Money-market accounts pay variable interest based on current market rates. It’s a solid choice, as long as it comes with a debit card or paper checks and doesn’t have too high of a minimum balance requirement.
Online savings accounts pay higher interest rates than your local brick-and-mortar bank because online banks have less overhead. They’re worth considering as long as you will have fast access to your emergency savings when you need them.
Baby Step 2: Getting Out of Debt
After reaching the $1,000 minimum emergency fund savings goal, Ramsey suggests focusing on paying off all debt, except for your mortgage in Baby Step 2. To become debt-free, he suggests using the debt snowball method to pay off all your consumer debt, including credit cards, auto loans, and student loans.
If you’re unfamiliar with the debt snowball, it’s an aggressive debt payoff plan focusing on paying off your smallest debt first. You make minimum payments on your other debts.
Once you pay off the first debt, add the minimum payment you were making on that debt to the next debt payment. You repeat this pattern until all your debts are paid.
Building a Three to Six-Month Emergency Fund
Baby Step 3 requires building a fully-funded emergency fund. Ramsey defines a fully-funded emergency fund as three to six months of basic living expenses in a savings account you do not touch for anything other than true emergencies.
That is enough money to protect you against more significant emergencies like losing an income source or paying for emergency medical care. Having a three to six-month emergency fund should prevent you from relying on credit cards or a personal loan to see you through when an emergency hits.
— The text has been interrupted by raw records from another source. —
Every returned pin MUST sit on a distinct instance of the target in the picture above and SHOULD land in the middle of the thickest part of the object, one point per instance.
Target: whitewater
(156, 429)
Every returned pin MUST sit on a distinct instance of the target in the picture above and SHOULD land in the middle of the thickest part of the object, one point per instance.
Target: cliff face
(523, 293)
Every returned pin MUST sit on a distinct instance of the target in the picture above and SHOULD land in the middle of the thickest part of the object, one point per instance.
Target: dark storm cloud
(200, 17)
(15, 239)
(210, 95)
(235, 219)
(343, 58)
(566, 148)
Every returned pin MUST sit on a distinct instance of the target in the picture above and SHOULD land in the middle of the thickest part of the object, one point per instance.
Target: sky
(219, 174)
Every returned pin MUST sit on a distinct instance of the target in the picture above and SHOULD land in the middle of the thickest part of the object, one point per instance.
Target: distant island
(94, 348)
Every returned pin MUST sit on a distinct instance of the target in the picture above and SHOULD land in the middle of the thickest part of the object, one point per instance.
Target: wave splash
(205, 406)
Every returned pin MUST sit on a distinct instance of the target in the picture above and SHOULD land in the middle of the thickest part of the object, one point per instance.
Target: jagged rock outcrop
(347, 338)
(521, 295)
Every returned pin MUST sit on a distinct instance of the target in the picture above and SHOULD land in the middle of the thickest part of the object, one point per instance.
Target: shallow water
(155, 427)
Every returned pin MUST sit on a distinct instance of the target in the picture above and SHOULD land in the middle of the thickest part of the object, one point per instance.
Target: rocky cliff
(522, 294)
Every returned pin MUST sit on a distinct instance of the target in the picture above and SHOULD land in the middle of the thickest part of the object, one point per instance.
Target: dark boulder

While this might seem like a lot of money to leave untouched, almost every financial guru makes a similar recommendation. Three to six months of expenses is considered the rule of thumb for an emergency fund. It might not be enough in your situation, however.
Consider building a larger emergency fund if you have multiple dependents, a chronic medical condition, or an irregular income. For example, a self-employed person with two kids might create a 12-month emergency fund to cover unexpected expenses. Your emergency fund can be too big, though.
When you have too much money in a bank savings account paying a low interest rate, your money does not grow fast enough to keep pace with inflation. That means your money will have less buying power over time. You could also miss out on investment opportunities or lose out on tax savings that an IRA, 401(k), or 529 college savings account offer.
Should You Listen to Dave Ramsey’s Advice on Emergency Funds?
The popular finance guru does have a solid plan for being financially prepared for whatever curveballs life throws at you. Putting aside $1,000 and then putting all your extra cash toward debt payments is a good way to avoid financial trouble.
His advice for saving a three to six-month emergency fund is standard and in line with other personal finance experts. You might need more money for emergencies set aside depending on your circumstances, however.